Curious as to whether I should just configure this up pointing at the cluster endpoint rather than a configuration stanza for each node of the cluster.

degemer commented 8 years ago

Hi @hybby !

This RDS Aurora instance is probably missing a metric the check expects to be there, and it fails because of this.

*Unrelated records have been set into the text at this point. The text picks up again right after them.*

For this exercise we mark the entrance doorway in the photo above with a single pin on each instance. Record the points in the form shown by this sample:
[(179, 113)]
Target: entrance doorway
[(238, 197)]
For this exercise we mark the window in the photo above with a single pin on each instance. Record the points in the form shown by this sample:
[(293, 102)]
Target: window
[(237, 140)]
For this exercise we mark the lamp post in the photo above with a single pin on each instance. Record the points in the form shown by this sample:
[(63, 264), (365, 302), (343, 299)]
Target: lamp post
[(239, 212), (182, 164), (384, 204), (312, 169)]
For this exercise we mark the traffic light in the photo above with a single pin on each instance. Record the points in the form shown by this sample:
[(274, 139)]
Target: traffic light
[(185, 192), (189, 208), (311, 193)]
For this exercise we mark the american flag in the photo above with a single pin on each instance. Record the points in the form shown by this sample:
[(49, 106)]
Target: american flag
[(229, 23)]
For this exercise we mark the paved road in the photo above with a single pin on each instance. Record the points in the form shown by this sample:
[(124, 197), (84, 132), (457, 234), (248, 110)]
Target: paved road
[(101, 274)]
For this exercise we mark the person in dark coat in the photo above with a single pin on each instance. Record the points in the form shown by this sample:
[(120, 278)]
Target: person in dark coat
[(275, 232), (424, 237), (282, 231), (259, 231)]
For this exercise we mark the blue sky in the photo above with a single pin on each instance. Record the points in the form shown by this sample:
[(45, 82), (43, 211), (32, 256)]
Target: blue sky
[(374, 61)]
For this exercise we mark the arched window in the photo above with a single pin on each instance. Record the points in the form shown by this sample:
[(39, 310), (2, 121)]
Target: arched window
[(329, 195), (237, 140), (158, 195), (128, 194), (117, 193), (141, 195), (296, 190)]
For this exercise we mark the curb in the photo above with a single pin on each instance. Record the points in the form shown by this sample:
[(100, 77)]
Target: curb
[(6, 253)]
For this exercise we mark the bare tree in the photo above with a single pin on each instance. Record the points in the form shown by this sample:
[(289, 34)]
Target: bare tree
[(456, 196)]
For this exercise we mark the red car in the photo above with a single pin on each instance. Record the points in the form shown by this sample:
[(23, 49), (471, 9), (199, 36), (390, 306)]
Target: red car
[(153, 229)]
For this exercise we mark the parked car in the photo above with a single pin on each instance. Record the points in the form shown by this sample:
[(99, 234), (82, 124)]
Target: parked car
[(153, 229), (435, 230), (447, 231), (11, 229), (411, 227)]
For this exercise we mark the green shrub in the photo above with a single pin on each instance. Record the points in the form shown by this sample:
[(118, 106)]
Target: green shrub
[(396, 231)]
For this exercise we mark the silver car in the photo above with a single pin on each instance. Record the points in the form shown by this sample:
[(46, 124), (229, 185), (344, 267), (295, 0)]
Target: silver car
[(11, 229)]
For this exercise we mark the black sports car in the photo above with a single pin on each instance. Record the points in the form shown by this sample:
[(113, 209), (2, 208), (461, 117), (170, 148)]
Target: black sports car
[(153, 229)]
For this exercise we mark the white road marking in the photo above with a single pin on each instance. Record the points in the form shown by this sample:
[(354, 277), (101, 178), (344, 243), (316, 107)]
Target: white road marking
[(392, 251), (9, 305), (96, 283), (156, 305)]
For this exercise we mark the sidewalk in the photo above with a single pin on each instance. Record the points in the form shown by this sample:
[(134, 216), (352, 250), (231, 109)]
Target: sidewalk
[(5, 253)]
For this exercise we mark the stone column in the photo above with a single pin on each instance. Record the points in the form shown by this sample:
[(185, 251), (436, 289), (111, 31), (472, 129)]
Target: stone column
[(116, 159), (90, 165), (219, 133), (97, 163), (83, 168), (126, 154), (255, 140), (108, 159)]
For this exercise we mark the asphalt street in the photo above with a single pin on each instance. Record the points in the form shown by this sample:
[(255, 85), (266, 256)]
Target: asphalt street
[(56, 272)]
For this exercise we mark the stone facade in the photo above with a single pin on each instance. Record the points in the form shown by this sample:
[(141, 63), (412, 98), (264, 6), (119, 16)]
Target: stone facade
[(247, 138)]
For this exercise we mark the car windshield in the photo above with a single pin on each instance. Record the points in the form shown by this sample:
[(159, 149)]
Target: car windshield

Could you enable debug logs and send a flare to support at datadoghq.com so that we can troubleshoot this further ?

creatorzim commented 8 years ago

I'm experiencing this issue as well, any resolution?

rabidscorpio commented 7 years ago

@degemer To add some more context to this, running SHOW /*!50000 ENGINE*/ INNODB STATUS \G on an Aurora writer gives the usual innodb status output:

mysql> SHOW /*!50000 ENGINE*/ INNODB STATUS \G
*************************** 1. row ***************************
  Type: InnoDB
  Name: 
Status: 
=====================================
2016-09-23 04:59:38 2b10b7ec5700 INNODB MONITOR OUTPUT
=====================================
Per second averages calculated from the last 2 seconds
-----------------
BACKGROUND THREAD
-----------------
srv_master_thread loops: 2746859 srv_active, 0 srv_shutdown, 3179 srv_idle
srv_master_thread log flush and writes: 0
----------
SEMAPHORES
----------
.
.
.

While running the same command on an Aurora replica yeilds:

mysql> SHOW /*!50000 ENGINE*/ INNODB STATUS \G
Empty set (0.00 sec)

I know that we can disable innodb stats on replicas with version 5.7 or later but it seems like there should be a more graceful way to handle this problem.